- Born: February 22, 1919 Toledo, Ohio
- Died: September 7, 2013 (aged 94) Toledo, Ohio
- Nationality: American
- Area: Cartoonist
- Notable works: Steve Roper and Mike Nomad Jeff Cobb

= Pete Hoffman =

American cartoonist

Pete Hoffman's Jeff Cobb

Pete Hoffman (February 22, 1919 – September 7, 2013) was an American cartoonist. He is known for his work on the adventure strips Steve Roper (later Steve Roper and Mike Nomad) and Jeff Cobb.

== Biography ==
===Early life===
Born in Toledo, Ohio, the youngest of four children of Rose and Abraham Hoffman, Hoffman showed artistic talent early, publishing an Old West-themed drawing in the Toledo Times when just a kindergartner at Warren School. He attended the University of Toledo, where he earned a bachelor's degree in advertising and marketing while cartooning for the student newspaper and serving as art editor of the yearbook. After working for six months as an advertising artist for a local department store, Hoffman served in the U.S. Army Air Corps in England during World War II, achieving the rank of captain and receiving the Bronze Star Medal.

==Early career==
Afterwards, he returned to Toledo and stopped by to see Steve Roper authors Allen Saunders and Elmer Woggon; he had met them as a student cartoonist and had been sending them additional sketches during the war. Liking his work, Saunders hired him as a new ghost for Woggon because Publishers Syndicate had complained that the artwork still looked too cartoonish for an adventure strip. The strip continued to appear as "Steve Roper by Saunders and Woggon." Hoffman's name was seen only in the sequence of June 9–14, 1947, when Roper's friend Sonny Brawnski wrestled "Poison Pete Hoffman" after threatening to throw him into Toledo's Maumee River.

Hoffman gave the postwar Steve Roper the more serious look it needed as it settled into a modern urban setting. Hoffman said of his work, "The strip was in a transition stage and a more illustrative style of drawing was desired. My style fit their needs. I enjoyed ghost-drawing the characters for nearly nine years." The ghost was no secret, however: a 1953 article on Steve Roper in the Toledo Blade described Hoffman's role in the strip and pictured him working with Saunders and Woggon in their studio.

===Jeff Cobb and Why We Say===

Pete Hoffman's Why We Say (April 17, 1968)

Hoffman launched his own strip on June 28, 1954, leaving Steve Roper to produce General Features' Jeff Cobb, about an investigative reporter for the Daily Guardian. The parting was amicable, and Saunders and Woggon sponsored him when he joined the National Cartoonists Society in 1955. Hoffman said in said, "Hopefully, some of Allen Saunders' expertise rubbed off on me when I worked on Steve Roper." Similarly to Steve Roper, Cobb was an attractive, clean-cut, two-fisted reporter who defended his standards, fought crime, and endured near-fatal threats to his life. On the other hand, Hoffman's Jeff Cobb developed a greater range of expression and a more mature level of fine-line photorealism than his Roper. Like Saunders, he also emphasized characterization in plot development, and said he never ran out of ideas; stories were inspired by newspaper articles he read, and characters were often based on real people.

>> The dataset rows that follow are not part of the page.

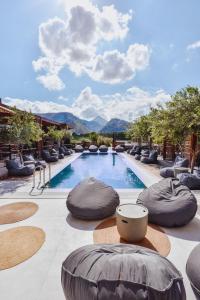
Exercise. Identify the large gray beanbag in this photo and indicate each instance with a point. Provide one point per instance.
(170, 203)
(190, 180)
(92, 199)
(120, 272)
(93, 148)
(193, 269)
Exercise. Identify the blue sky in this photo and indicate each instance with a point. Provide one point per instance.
(144, 51)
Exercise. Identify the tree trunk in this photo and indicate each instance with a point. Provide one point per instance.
(193, 151)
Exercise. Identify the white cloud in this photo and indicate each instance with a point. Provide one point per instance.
(128, 105)
(194, 45)
(51, 81)
(116, 67)
(73, 43)
(62, 98)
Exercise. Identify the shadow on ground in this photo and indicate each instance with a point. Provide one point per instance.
(190, 232)
(81, 224)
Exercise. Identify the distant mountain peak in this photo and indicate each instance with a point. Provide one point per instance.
(115, 125)
(81, 126)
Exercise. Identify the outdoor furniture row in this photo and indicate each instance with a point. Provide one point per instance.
(16, 168)
(123, 271)
(28, 164)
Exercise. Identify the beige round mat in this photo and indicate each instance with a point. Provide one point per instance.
(156, 239)
(16, 212)
(19, 244)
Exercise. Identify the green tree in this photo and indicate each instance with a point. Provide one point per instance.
(140, 129)
(22, 129)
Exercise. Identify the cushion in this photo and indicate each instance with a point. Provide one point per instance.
(170, 203)
(193, 267)
(190, 180)
(120, 272)
(153, 155)
(92, 199)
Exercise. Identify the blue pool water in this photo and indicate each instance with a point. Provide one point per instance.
(109, 168)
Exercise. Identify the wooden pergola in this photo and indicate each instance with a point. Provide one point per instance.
(6, 111)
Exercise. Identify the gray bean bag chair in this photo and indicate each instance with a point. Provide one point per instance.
(103, 149)
(78, 148)
(169, 171)
(192, 181)
(145, 153)
(119, 148)
(170, 204)
(29, 160)
(193, 269)
(16, 168)
(92, 199)
(67, 150)
(120, 272)
(151, 159)
(93, 148)
(56, 153)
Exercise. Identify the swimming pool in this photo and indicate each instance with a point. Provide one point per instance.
(109, 168)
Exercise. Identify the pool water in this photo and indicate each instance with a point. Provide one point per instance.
(109, 168)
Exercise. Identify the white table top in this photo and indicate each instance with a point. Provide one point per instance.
(131, 210)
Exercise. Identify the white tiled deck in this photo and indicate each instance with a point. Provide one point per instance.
(38, 278)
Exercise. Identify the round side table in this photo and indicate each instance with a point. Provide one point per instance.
(178, 170)
(132, 220)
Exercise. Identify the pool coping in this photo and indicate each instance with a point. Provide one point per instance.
(147, 179)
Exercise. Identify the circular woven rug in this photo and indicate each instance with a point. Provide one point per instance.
(155, 239)
(19, 244)
(16, 212)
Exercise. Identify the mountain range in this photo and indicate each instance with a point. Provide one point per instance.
(81, 126)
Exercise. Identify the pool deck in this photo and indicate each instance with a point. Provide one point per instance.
(38, 278)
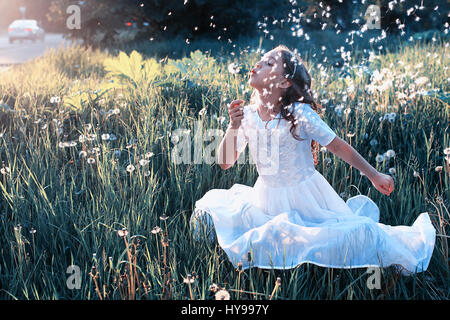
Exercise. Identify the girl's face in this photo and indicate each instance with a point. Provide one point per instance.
(268, 72)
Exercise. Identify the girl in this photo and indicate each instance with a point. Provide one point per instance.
(292, 215)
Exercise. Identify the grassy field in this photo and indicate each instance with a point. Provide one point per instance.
(88, 176)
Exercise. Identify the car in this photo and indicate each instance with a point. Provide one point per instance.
(25, 29)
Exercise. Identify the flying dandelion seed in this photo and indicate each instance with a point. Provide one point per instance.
(82, 154)
(234, 68)
(4, 170)
(156, 230)
(379, 158)
(188, 279)
(390, 153)
(202, 112)
(222, 295)
(373, 142)
(122, 233)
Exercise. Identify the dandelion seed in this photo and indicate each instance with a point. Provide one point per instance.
(390, 153)
(175, 138)
(234, 68)
(222, 295)
(4, 170)
(148, 155)
(156, 230)
(95, 150)
(379, 158)
(202, 112)
(82, 154)
(421, 81)
(122, 233)
(55, 99)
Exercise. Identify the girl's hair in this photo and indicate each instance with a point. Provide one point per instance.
(299, 91)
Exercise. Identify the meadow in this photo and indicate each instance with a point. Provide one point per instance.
(88, 177)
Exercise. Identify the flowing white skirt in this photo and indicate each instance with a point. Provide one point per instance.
(284, 227)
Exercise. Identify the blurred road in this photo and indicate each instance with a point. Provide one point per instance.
(20, 52)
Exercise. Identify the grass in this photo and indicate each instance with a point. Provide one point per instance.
(97, 209)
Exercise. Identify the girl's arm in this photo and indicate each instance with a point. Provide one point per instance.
(227, 149)
(382, 182)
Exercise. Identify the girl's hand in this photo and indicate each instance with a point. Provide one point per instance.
(236, 113)
(383, 183)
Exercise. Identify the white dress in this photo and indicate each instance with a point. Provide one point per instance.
(292, 215)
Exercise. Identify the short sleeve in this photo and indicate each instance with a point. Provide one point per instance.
(313, 126)
(242, 138)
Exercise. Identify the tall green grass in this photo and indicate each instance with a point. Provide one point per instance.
(57, 209)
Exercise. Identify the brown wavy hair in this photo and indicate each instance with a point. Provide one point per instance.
(299, 91)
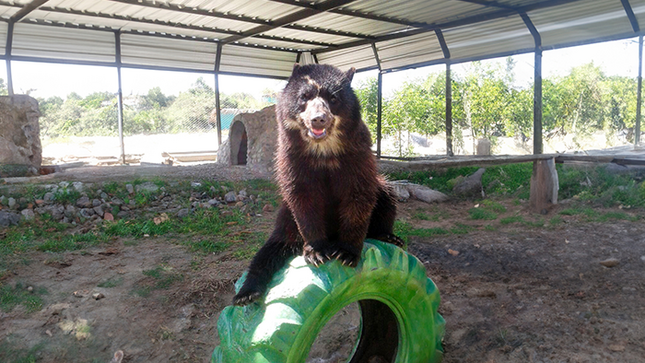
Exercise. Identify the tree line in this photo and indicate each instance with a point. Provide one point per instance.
(151, 113)
(486, 104)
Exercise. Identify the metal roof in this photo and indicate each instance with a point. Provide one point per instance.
(265, 37)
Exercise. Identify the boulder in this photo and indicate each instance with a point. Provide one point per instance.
(20, 148)
(471, 186)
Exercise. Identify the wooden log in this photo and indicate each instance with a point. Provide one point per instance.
(544, 186)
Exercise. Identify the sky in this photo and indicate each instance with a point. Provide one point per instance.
(46, 80)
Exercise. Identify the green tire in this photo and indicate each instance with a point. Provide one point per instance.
(398, 305)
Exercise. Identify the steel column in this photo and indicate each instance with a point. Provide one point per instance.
(449, 150)
(8, 58)
(537, 103)
(117, 42)
(639, 93)
(218, 111)
(379, 113)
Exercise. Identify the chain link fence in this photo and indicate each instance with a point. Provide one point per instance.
(160, 125)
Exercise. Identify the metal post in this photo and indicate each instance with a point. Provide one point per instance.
(218, 110)
(379, 113)
(639, 94)
(8, 57)
(117, 38)
(449, 150)
(537, 103)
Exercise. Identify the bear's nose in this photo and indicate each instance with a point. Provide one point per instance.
(319, 120)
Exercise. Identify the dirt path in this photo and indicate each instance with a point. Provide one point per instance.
(512, 292)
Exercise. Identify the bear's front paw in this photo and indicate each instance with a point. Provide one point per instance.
(392, 239)
(321, 252)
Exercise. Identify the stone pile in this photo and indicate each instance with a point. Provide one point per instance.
(79, 203)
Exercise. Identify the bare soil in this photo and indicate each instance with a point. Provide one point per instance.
(514, 292)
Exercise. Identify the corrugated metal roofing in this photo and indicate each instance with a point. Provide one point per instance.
(265, 37)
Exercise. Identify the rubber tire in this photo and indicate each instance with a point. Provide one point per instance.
(398, 305)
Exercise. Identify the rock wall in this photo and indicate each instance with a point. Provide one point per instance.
(261, 139)
(20, 131)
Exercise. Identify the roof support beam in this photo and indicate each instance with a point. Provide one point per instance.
(356, 14)
(218, 110)
(119, 100)
(452, 24)
(288, 19)
(491, 3)
(194, 10)
(26, 10)
(177, 25)
(639, 92)
(537, 86)
(630, 15)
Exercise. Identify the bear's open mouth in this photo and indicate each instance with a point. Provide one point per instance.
(317, 134)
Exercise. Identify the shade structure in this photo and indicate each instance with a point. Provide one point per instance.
(265, 37)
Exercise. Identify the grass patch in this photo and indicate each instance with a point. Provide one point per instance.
(111, 282)
(10, 297)
(460, 228)
(482, 214)
(512, 219)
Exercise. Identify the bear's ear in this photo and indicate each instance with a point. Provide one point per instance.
(350, 74)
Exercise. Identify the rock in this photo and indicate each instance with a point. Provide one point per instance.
(70, 211)
(610, 262)
(78, 186)
(83, 202)
(99, 210)
(8, 219)
(471, 186)
(86, 213)
(123, 214)
(616, 347)
(400, 190)
(230, 197)
(426, 194)
(148, 187)
(483, 147)
(20, 133)
(28, 214)
(97, 296)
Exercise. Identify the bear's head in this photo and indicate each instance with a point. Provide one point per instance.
(318, 101)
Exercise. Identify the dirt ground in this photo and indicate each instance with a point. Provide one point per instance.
(516, 292)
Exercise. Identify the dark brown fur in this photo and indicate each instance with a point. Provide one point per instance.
(333, 197)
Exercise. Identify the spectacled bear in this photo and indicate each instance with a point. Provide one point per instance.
(333, 197)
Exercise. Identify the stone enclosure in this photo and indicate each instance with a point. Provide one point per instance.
(252, 140)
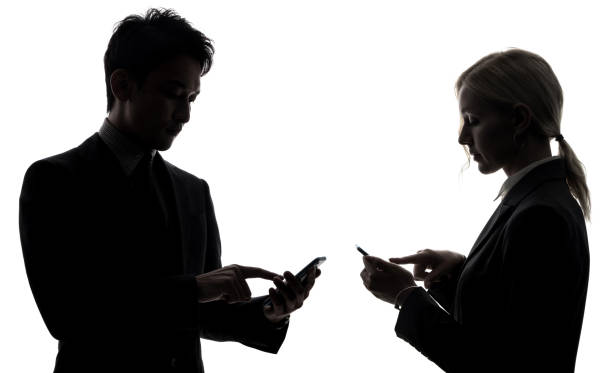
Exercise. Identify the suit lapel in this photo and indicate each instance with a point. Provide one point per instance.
(545, 172)
(500, 215)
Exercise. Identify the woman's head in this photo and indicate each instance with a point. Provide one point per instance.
(511, 106)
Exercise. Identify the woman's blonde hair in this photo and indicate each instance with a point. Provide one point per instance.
(518, 76)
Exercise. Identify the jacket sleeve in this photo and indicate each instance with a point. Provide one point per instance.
(538, 297)
(75, 294)
(240, 322)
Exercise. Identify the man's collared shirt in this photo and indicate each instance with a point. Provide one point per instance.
(128, 152)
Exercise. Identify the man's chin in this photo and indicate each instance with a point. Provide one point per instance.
(164, 144)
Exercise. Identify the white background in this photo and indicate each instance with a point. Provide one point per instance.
(322, 124)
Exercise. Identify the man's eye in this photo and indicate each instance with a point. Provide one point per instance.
(471, 121)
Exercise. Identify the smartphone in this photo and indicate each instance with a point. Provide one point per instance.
(303, 273)
(362, 251)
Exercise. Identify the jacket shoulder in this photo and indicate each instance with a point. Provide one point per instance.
(184, 176)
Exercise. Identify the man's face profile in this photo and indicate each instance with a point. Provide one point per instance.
(157, 110)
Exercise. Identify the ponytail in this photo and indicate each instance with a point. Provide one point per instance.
(576, 178)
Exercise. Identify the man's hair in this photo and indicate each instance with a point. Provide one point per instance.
(140, 44)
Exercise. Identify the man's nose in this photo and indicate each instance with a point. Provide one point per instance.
(183, 112)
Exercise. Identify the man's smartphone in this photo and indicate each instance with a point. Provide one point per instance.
(362, 251)
(303, 273)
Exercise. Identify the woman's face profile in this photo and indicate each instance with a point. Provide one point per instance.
(487, 132)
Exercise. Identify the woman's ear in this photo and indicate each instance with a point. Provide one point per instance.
(521, 116)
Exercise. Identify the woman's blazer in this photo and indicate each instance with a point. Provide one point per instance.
(518, 302)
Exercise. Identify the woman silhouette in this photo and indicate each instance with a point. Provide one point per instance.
(516, 303)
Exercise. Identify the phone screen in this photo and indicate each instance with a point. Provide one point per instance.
(303, 273)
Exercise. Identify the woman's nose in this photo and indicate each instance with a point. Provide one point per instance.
(464, 136)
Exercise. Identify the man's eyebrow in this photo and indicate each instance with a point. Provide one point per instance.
(181, 85)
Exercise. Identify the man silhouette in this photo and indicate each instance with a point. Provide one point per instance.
(121, 248)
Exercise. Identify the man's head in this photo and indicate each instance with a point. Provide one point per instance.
(153, 66)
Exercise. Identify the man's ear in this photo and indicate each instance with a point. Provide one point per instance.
(522, 118)
(121, 84)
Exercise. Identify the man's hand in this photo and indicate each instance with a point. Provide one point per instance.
(441, 263)
(385, 280)
(289, 295)
(228, 283)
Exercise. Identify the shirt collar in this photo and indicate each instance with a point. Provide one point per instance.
(511, 181)
(128, 152)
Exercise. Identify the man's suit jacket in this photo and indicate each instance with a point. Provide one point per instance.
(517, 303)
(116, 296)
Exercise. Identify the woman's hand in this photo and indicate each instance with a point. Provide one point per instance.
(442, 263)
(385, 280)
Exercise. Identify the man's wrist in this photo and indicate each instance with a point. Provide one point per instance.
(403, 294)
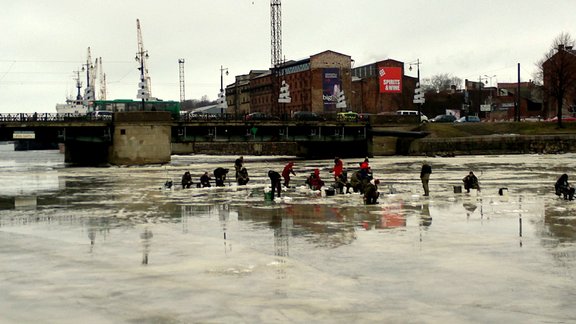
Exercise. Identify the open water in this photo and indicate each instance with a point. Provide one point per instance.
(111, 245)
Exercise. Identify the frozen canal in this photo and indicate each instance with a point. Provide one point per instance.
(109, 245)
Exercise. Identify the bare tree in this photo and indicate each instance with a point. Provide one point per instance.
(440, 82)
(557, 71)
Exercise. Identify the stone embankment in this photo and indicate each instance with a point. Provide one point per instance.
(492, 138)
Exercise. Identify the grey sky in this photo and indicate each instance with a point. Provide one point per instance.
(43, 42)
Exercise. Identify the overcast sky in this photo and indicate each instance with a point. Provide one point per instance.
(42, 42)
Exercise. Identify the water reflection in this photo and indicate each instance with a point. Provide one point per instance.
(146, 239)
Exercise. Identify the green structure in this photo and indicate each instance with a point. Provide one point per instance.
(126, 105)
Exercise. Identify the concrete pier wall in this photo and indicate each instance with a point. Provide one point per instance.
(142, 138)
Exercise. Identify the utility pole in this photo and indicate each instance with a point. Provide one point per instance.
(276, 31)
(276, 49)
(182, 87)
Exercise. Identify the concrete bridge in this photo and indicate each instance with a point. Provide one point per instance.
(132, 138)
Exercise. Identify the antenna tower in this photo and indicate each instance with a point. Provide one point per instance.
(90, 78)
(276, 31)
(182, 88)
(102, 79)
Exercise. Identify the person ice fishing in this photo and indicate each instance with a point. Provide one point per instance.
(288, 169)
(314, 181)
(356, 182)
(342, 181)
(275, 182)
(238, 164)
(186, 180)
(220, 176)
(365, 171)
(371, 193)
(471, 182)
(338, 168)
(205, 180)
(563, 187)
(243, 178)
(425, 177)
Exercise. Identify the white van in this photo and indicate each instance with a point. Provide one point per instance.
(423, 118)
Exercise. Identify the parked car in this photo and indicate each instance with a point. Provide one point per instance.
(307, 116)
(468, 119)
(260, 116)
(100, 114)
(564, 119)
(443, 119)
(347, 116)
(423, 118)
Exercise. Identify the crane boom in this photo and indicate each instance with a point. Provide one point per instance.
(145, 86)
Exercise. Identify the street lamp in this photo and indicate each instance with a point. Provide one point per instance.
(481, 79)
(222, 69)
(222, 96)
(417, 63)
(490, 78)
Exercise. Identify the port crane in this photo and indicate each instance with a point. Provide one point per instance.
(145, 85)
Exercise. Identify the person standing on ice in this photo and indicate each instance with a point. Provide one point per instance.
(563, 188)
(425, 177)
(338, 168)
(275, 182)
(220, 176)
(243, 177)
(288, 169)
(471, 182)
(186, 180)
(371, 193)
(238, 164)
(314, 180)
(205, 180)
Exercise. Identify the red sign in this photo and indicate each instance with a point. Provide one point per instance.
(390, 79)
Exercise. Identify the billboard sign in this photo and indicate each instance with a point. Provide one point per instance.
(331, 85)
(390, 79)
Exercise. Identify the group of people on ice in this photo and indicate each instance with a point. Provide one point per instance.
(361, 180)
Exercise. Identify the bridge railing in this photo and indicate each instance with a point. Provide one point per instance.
(48, 117)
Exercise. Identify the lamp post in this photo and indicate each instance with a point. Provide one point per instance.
(480, 84)
(222, 70)
(417, 63)
(490, 78)
(222, 96)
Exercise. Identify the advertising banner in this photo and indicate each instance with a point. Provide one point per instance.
(331, 88)
(390, 79)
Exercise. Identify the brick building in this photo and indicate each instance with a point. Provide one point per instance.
(382, 87)
(314, 84)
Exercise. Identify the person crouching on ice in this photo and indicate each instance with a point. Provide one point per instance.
(471, 182)
(275, 182)
(220, 176)
(563, 188)
(314, 180)
(371, 193)
(186, 180)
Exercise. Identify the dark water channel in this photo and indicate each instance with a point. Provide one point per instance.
(110, 245)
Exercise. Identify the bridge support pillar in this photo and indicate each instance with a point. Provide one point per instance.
(141, 138)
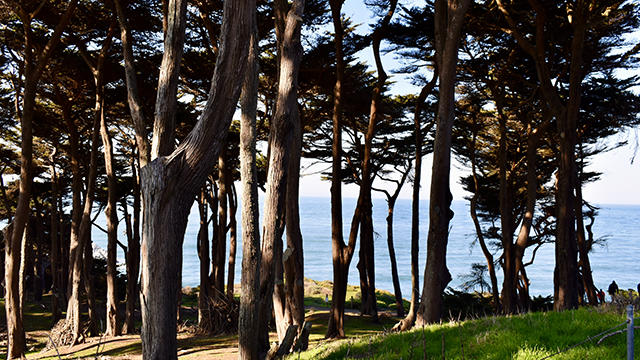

During this same period, Hoffman illustrated the single-panel feature Why We Say (also for General Features; 1950–78), which was written by Robert Morgan and explained word and phrase origins in laypersons' terms..

=== Later career ===
When Jeff Cobb ended in 1978, "a victim of the phase-out" of newspaper continuity strips in general, Hoffman turned to freelance work and University of Toledo alumni projects.

== Honors ==
Hoffman continued to live in his native Toledo, and in 2004, on the 50th anniversary of Jeff Cobb, he was honored there by fans and by a collection of fellow cartoonists' caricatures, each sporting a Jeff Cobb eye-patch.

== Personal life ==
Hoffman never married, regarding himself as "married to the drawing board". He died of a heart attack, aged 94.